China is a great power now and expects to be treated by Washington with respect on the basis of equality and sovereignty. The self-serving US narrative of single-handedly saving the world in WWII and thus having the right to boss and bully the world forever, meaning hegemony, is an American delusion. China doesn’t have to accept US hegemony nor does any other country. There is the United Nations organization and International Law which serve to set a vision and norms for the international community and ideals of peace and development.
What are the intellectual foundations of the new turn in China’s policy toward the US?
A careful examination of authoritative statements by high-ranking officials gives some indications. Perhaps the most famous of Mao Zhedong’s theoretical writings is his essay “On Protracted War”. The Foreign Languages Press in Beijing published an English edition in 1952 so his words are hardly a secret. Mao spoke of the challenge of “encirclement and suppression” and taking a long and positive view of struggle.
Is it any surprise that after US diplomat Wendy Sherman in her first meeting with counterparts got a blunt dressing down in Tianjin? This was followed up with stern words to her from State Councilor and Foreign Minister Wang Yi who warned that the US must choose wisely because otherwise bilateral relations would head toward confrontation. The foreign minister forcefully rejected “stepped up containment and suppression” by the US side and so echoed Mao’s famous essay.
Guiding China and its destiny, the Communist Party of China (CPC), pays close attention to theory and practice in Chinese conditions with the international situation as context. An informed observer of China would take every word by President Xi at the Centenary Ceremony seriously. His firm patriotic stance and theoretical guidance were a powerful signal to the CPC and to the Chinese people.
Superficial Western pundits and journalists squawk about so-called “wolf warrior” diplomacy on the part of China. They are missing the dragon whose patience is at an end and the lion reacting to provocation. Should we expect Chinese overreaction? No. The leadership is prudent and realistic but also flexible depending on circumstances.
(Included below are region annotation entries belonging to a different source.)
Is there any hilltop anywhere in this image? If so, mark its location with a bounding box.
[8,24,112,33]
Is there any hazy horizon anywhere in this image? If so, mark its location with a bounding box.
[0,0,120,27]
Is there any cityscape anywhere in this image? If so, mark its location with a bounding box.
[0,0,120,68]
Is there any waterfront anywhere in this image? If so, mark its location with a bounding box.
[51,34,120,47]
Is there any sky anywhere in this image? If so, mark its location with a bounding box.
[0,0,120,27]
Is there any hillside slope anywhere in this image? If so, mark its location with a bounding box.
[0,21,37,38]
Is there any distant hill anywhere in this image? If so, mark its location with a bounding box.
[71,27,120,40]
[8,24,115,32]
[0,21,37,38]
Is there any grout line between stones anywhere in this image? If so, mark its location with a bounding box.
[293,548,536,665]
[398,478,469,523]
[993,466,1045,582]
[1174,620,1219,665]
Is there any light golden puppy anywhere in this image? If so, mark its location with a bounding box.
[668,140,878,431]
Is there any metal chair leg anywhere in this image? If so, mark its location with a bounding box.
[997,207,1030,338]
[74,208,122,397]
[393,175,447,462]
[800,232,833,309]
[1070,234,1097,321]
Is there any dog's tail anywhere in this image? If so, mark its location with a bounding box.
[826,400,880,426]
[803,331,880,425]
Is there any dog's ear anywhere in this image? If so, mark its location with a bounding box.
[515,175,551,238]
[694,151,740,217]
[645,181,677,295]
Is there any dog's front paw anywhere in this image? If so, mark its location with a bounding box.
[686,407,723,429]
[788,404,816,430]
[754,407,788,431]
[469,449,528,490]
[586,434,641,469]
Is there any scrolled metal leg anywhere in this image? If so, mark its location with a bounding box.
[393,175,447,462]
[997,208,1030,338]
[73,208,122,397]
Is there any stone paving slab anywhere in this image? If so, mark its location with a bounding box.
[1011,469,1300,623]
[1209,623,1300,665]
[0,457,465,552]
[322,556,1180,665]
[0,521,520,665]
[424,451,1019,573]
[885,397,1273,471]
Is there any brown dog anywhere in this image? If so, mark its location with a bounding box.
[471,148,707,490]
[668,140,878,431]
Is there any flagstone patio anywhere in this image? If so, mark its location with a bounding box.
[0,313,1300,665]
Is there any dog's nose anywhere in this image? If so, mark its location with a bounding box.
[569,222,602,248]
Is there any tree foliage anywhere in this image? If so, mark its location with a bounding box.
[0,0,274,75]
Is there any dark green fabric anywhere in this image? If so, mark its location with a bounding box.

Perhaps one might conclude that we are seeing the emergence of a new diplomacy with Chinese characteristics: Wushu diplomacy. It has the feel of wushu, Chinese martial arts which were called “military fighting techniques” two thousand years ago. The term wushu itself goes back to the Liang Dynasty (502-557) and is found in the poetry of the Ming Dynasty. What is important is the philosophy and mode of thought embodied in wushu to include an idea of proportional response as needed when deterrence does not work.
Can the downward spiral in US-China relations be halted? That depends. Will Washington pay attention to redlines China has presented and alter its policy of containment and suppression as perceived by Beijing? Washington must snap out of its delusion and conduct realistic and constructive diplomacy.
The article reflects the author’s opinions, and not necessarily the views of China Focus.